Space may be the final frontier, but for Cisco it's also an untapped market. Rick Sanford, the company's exotically titled director of space initiatives, claims that the market around satellite communications, and their application to the defence industry, could be worth $1.4tn over the next ten years.
Head of the Global Defense and Space Group, a name that post-9/11 conjures up all sorts of images, Sanford claims space-based communications could be made a lot cheaper if the agencies involved adopted standards and technology from the terrestrial world.
Some of the immediate results of this push for reusability and cheaper components, he claims, could be cheaper satellite-based broadband services for those parts of the world, including rural areas of the UK, which will never receive terrestrial broadband access.
Cisco has already got a router in space, in a satellite built in conjunction with UK-based Surrey Satellite Technology.

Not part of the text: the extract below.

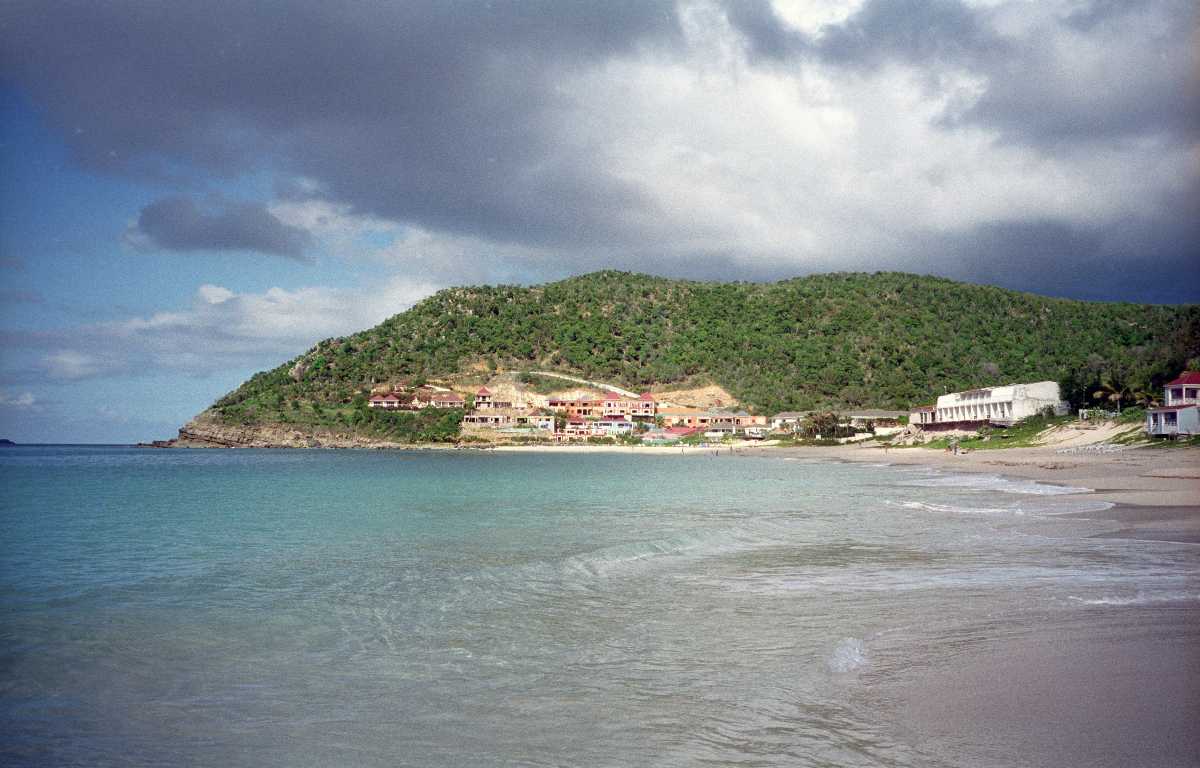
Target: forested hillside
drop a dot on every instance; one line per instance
(882, 340)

Successfully launched from Plesetsk in Russia last month, the satellite is part of a constellation of imaging and communications spacecraft built to aid emergency relief agencies: the Cisco router is part of a testbed for space-borne mobile IP applications.
ZDNet UK talked to Cisco's Rick Sanford about space networks.
So what does Cisco really think it can do to drive down the cost of satellite communications and space technologies in general?
The systems that are built for space are customised for each individual mission or satellite launch and the non-recurring mission costs are borne by that mission alone. When Company A builds a satellite they may use some of those elements in the next programme but if MoD UK awards the next programme to Company B, there is very little reuse of the technology. So what we have said is that if we look at the commercial telecommunications market and we look at going from proprietary protocols to those that have been ratified through the IEEE and the ITF, we see a dramatic reduction in cost and a significant increase in the interoperability of disparate systems. What we are attempting to do is apply this same model to space.
Can you give any real-life examples to illustrate all this?
That brings us round to the launch which represents our first chance to put our money where our mouth is. The Mobile Access Router 3251 is a 3.73 inch by 3.73 inch, commercially shipping router; you can buy it off our price list today. That was small enough and a power consumption of 10 watts, to be feasibly to be deployed on board the UKDMC satellite.